Şimdi bu metni okuduğum zaman söylediği şeylerin hiçbirisine, yani bir demokrasi, çoğulcu bir demokrasi isteyen birisi olarak, ki ben öyleyim, hiçbirisine bir itirazım yok. Yani zaten dile getirilen hususları dile getirmiş. Bir önceki seçimde, 2023 seçiminde Altılı Masa’nın yaptığı metinlerde de bunları hep görüyorduk zaten. Çok daha geniş metinler çıktı biliyorsunuz. Komisyonlar kuruldu her partiden temsilcilerle ve bunlar anlatıldı değişik değişik toplantılarda. Ama sonuç, hiçbir şey olmadı, kaybettiler seçimi. Ve orada da en temel perspektif güçlendirilmiş parlamenter sistemdi.
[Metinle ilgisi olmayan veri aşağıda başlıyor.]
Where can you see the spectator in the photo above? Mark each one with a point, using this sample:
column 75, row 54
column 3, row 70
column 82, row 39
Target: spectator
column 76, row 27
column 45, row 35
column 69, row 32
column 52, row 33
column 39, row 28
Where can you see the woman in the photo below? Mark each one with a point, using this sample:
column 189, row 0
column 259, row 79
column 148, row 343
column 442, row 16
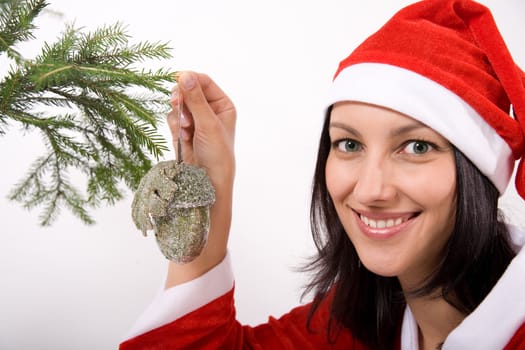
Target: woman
column 416, row 148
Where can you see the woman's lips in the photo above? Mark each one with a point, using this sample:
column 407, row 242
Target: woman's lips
column 383, row 226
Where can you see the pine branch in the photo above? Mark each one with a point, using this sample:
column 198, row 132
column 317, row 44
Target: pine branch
column 97, row 113
column 16, row 23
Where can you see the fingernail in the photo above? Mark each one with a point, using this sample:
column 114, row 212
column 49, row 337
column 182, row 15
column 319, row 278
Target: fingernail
column 175, row 95
column 187, row 81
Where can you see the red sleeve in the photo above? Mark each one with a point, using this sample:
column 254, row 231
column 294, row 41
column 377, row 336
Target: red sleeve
column 214, row 326
column 518, row 340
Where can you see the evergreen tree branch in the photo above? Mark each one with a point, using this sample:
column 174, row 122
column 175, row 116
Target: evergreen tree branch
column 96, row 111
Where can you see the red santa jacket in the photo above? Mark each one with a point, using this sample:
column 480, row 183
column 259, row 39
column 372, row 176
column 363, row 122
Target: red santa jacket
column 497, row 323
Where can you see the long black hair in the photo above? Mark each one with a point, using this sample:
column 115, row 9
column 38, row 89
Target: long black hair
column 372, row 306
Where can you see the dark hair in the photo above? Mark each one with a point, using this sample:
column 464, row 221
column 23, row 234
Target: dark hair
column 372, row 306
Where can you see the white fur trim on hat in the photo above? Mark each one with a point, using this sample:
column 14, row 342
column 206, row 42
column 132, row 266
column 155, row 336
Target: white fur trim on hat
column 432, row 104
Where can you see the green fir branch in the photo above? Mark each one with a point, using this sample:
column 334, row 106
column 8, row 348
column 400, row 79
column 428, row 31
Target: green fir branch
column 96, row 110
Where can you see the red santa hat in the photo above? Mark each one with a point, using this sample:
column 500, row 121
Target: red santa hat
column 444, row 63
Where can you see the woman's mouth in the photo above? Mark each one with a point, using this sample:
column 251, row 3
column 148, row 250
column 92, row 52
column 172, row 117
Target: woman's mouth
column 384, row 226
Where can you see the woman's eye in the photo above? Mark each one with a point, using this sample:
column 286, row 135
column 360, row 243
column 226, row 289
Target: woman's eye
column 348, row 145
column 417, row 147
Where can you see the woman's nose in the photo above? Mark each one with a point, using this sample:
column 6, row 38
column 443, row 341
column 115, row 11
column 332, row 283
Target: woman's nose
column 375, row 182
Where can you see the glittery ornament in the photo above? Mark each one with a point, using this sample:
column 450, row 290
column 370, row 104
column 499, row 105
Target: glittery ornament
column 173, row 200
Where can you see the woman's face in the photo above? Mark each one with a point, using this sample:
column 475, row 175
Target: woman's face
column 393, row 184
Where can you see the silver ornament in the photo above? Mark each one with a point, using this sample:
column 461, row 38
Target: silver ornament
column 173, row 199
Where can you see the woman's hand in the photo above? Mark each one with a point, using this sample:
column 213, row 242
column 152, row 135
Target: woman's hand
column 207, row 133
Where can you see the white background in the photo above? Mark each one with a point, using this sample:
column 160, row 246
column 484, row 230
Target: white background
column 70, row 286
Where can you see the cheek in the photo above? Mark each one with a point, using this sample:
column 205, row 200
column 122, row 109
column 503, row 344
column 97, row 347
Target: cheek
column 339, row 179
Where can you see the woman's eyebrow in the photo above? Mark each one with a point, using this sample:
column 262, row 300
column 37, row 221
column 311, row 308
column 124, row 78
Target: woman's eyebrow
column 346, row 128
column 405, row 129
column 415, row 125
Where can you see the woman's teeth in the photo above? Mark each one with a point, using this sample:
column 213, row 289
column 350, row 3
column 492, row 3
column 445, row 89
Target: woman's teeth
column 381, row 223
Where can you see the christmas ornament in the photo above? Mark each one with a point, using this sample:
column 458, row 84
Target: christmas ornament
column 173, row 200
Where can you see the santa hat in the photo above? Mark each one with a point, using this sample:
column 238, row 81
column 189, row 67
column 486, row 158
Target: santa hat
column 444, row 63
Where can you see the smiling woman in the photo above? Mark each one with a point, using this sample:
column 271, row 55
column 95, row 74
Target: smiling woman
column 380, row 189
column 417, row 145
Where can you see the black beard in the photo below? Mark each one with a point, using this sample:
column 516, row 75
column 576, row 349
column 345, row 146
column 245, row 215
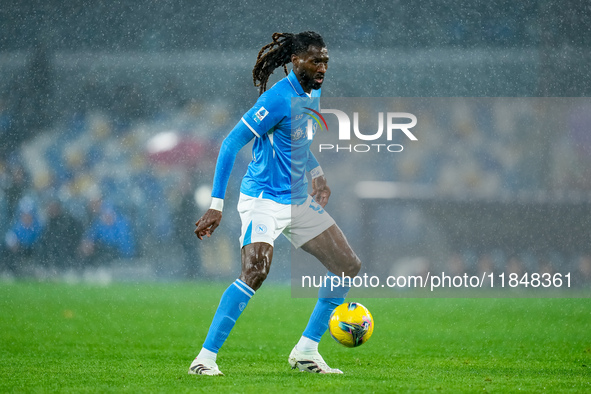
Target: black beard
column 308, row 82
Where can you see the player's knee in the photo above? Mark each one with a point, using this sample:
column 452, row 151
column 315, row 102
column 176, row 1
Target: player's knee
column 255, row 277
column 256, row 268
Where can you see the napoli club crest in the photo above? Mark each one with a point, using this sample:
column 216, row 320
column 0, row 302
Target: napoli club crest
column 298, row 133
Burada da ‘‘güçlendirilmiş parlamenter sistem’’ demiyor, eskiyi çağrıştırmasın diye herhalde ama ‘‘parlamenter sisteme dönüş’’ diyor.
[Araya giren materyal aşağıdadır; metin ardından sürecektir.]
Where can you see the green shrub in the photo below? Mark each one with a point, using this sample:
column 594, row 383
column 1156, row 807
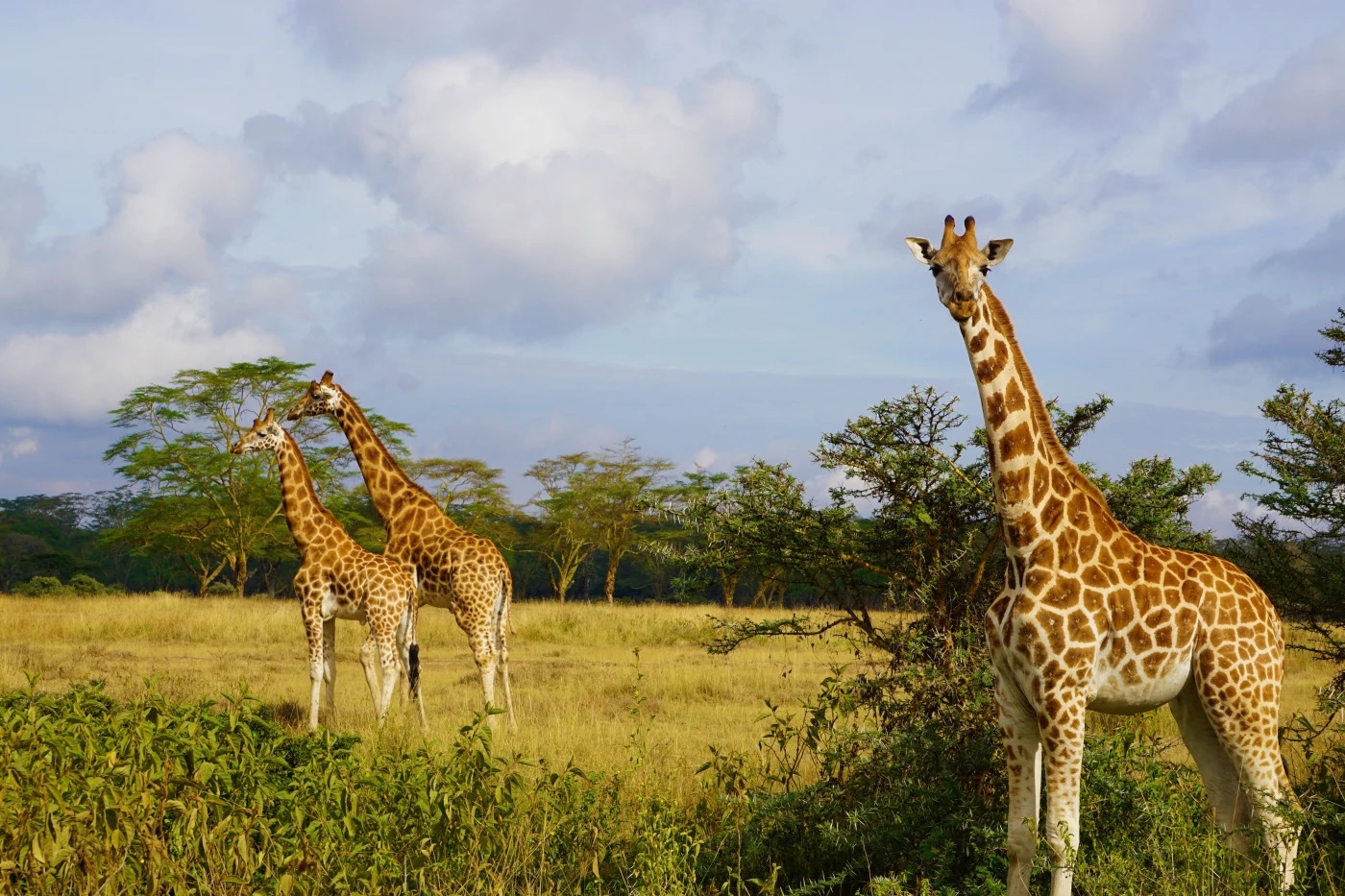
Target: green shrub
column 911, row 795
column 155, row 797
column 40, row 587
column 85, row 586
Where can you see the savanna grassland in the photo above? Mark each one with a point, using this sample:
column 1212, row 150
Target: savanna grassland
column 580, row 689
column 587, row 675
column 172, row 775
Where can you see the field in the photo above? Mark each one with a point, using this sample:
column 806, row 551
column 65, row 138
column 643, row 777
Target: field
column 581, row 691
column 628, row 694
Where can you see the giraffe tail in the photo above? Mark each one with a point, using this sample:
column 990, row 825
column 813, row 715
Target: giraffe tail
column 501, row 617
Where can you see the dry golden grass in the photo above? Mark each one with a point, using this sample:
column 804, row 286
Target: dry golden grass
column 580, row 691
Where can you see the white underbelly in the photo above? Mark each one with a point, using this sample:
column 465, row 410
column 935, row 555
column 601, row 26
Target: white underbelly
column 1116, row 695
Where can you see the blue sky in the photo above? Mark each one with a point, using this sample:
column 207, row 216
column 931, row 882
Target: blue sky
column 538, row 228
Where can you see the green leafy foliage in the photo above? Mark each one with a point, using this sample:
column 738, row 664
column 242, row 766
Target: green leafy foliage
column 202, row 505
column 157, row 797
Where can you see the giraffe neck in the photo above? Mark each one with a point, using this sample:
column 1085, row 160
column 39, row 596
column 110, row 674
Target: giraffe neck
column 308, row 521
column 389, row 486
column 1033, row 475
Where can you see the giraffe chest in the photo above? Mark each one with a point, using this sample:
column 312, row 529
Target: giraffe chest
column 342, row 601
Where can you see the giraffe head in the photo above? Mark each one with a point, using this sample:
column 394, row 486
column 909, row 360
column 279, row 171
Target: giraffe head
column 323, row 397
column 265, row 435
column 959, row 268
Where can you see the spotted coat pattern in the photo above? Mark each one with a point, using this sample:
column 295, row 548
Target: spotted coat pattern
column 1092, row 617
column 338, row 579
column 457, row 569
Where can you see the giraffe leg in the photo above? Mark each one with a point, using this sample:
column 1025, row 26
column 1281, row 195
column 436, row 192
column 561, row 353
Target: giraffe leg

Bu anlamda baktığımız zaman bu metinde olan şeylere laf etmek mümkün değil. Ama bu metin tek başına — nasıl söyleyeyim — seçim kazandırabilecek bir metin değil, öyle söyleyeyim. İlk aklıma o geldi. Tabii ki başka metinler de çıkacak. Tabii ki başka sloganlar da çıkacak, başka şeyler de çıkacak. Ama burada şöyle bir şey yok. Yani, nasıl diyeyim? Bir heyecan yok, çarpıcı birtakım hususlar yok. Yani ben bu metni okudum çıkar çıkmaz, yani görür görmez okudum ve eşe dosta “Ekrem İmamoğlu’nun yazısını gördünüz mü, orada şunu diyor?” diyebileceğim böyle çarpıcı, yeni, beni şaşırtan, dikkatimi çeken hiçbir şey görmedim. Dediğim gibi bu yazılanların, dile getirilenlerin sorunlu olduğu anlamına gelmiyor. Şimdi tartışırsınız. Açıkçası başkanlık sistemi, parlamenter sistem meselesinde ben Ekrem İmamoğlu’nun parlamenter sistemi bu kadar da ilk anda telaffuz etmesini beklemezdim. Çünkü parlamenter sisteme dönüş iddiasıyla kaybedilmiş bir seçim var ve başkanlık sisteminin getirdiği çok büyük birtakım tahribatlar var. Bu konuya bir şekilde değinip ama çok da fazla öne çıkartmayabilirdi. Ama bu benim gözlemim. Sonuç olarak o böyle yapıyor, buna söylenecek çok fazla bir şey yok. Ama burada bu metinde her ne kadar birtakım konulara ayrı ayrı girmediyse de bu refah, adalet ve demokrasi, üç kavram, özellikle refah kavramı anlamında çok bir şey göremiyoruz. Adalet var, demokrasi var. Ama mesela bir şekilde baktığım zaman… Şimdi 19 Mart’tan bu yana yaşadığımız olayı düşünün. 19 Mart’ta içeri alındı Ekrem İmamoğlu ve şu ana kadar iddiasını çok ciddi bir şekilde sürdürüyor. Ve burada bence en önemli pay, kesinlikle buna inanıyorum, gençler.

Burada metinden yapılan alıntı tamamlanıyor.